Does anyone have any plans for a 33 gallon breeder stand?


----------



## Brock (Dec 6, 2002)

I was going to take her out to dinner and a movie - after that, who knows! Ha...

:fish:


----------



## Mcdaphnia (Dec 16, 2003)

Cut three pieces of 3/4" plywood. The first one should be cut half an inch larger than the foot print of the tank. Measure the diagonal across the first piece you have cut. Decide the height you want the stand to be. These two measurements are the dimensions for your next two pieces. Cut a groove from the top center of pieces 1 and 2 halfway through. Turn one piece over and slide the grooves together to make an* X. * Squeeze the ends toward each other until they match the shape of piece 1. If the groove is too narrow, file or saw off the binding edges. Set piece 1 on top and fasten with wood screws. If you have some scraps of plywood left you can cut triangles to create storage shelves under the tank.


----------



## Double_A (Feb 12, 2008)

Check this site out. They have great diy plans just enter your info and it will tell you all you need to know on how to build it and what you need.
http://www.garf.org/index.html On the left hand side of the page just go under DIY Pages, Stand Building.


----------



## Mcdaphnia (Dec 16, 2003)

Double_A said:


> Check this site out. They have great diy plans just enter your info and it will tell you all you need to know on how to build it and what you need.
> http://www.garf.org/index.html On the left hand side of the page just go under DIY Pages, Stand Building.

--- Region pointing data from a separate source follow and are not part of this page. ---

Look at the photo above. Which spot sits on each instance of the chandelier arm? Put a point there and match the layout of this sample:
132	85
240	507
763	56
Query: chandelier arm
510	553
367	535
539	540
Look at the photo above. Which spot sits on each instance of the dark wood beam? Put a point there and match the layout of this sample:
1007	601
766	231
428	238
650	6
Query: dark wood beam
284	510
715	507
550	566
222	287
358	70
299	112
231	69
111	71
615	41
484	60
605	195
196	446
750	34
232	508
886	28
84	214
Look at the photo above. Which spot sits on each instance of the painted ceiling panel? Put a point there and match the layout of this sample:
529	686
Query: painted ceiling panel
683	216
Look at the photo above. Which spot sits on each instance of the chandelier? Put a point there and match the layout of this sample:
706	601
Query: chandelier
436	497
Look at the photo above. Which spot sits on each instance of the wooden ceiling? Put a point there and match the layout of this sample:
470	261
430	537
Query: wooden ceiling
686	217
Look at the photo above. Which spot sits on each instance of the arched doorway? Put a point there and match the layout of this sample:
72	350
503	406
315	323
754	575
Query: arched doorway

*Many very faulty plans and ideas are in the GARF DIY plans.* The stands look as if someone forgot to rotate the design and so unless you switch the dimensions for tank depth and stand height, you get a stand frame that does not put support under the tank. The DIY plywood tank design is even worse.

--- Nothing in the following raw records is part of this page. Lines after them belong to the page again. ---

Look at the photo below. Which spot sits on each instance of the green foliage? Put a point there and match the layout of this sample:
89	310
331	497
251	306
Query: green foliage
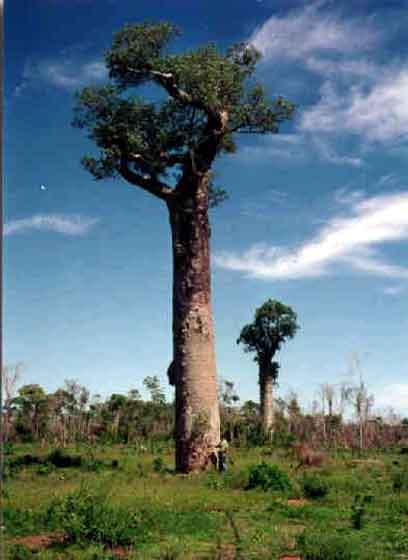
314	486
268	478
86	517
186	129
158	465
358	510
273	324
327	546
62	460
399	478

The calculators and all are great programming, but no one at GARF seems to have caught the proofreading errors which are fatal flaws.


----------



## Double_A (Feb 12, 2008)

Thanks for pointing that out Mcdaphnia never noticed that! i am getting ready to build a new diy stand useing there planes im happy i didnt start yet LOL i will have to change some stuff around now so it works out.


----------



## Mcdaphnia (Dec 16, 2003)

Double_A said:


> Thanks for pointing that out Mcdaphnia never noticed that! i am getting ready to build a new diy stand useing there planes im happy i didnt start yet LOL i will have to change some stuff around now so it works out.


If you do use their calculator, you do have to switch the stand height and depth to make it work. The pieces labeled stand top and bottom are really the stand front and back. The dimension for the plywood top you will have to get by measuring yourself. There is a way to get it out of the program, but the potential confusion is not worth it IMO. There are still a couple missing short boards on the ends of the stand, and you might also make the calculator figure those out, with even more confusion.

Here is a calculator that works.

http://www.idahoreefs.org/Tank/BuildLargeStand_2.asp

It is intended for large tanks so the result may be a little overbuilt for a 33, but it is right. They also have one for small stands, but it has been down when I've tried it. Might be too many trying it, local club website, could be limited bandwidth.


----------



## mommasangelbaby (Feb 3, 2008)

> Here is a calculator that works.
> 
> http://www.idahoreefs.org/Tank/BuildLargeStand_2.asp
> 
> It is intended for large tanks so the result may be a little overbuilt for a 33, but it is right. They also have one for small stands, but it has been down when I've tried it. Might be too many trying it, local club website, could be limited bandwidth.


I just went there and it is awesome. I just wish I was handy enough to do something like that. I'd end up wasting WAY too much wood. And if I tried to get my husband to do it, our whole family would have to endure days, weeks, months. . . who knows how long. . . of an endless stream of obscenities. And I have a 2 year old who is repeating EVERYTHING she hears! Anyway, this site is an awesome place for DIY help for tank stands!

-Cheryl


----------



## Intrepid-One (Apr 26, 2008)

i myself too k the cheap and easy way out, i went looking around for a stand that would be suitable for my 33 Gal breeder tank and found this stand at Zellers for $59.99 









So far it is holding up beautifully


----------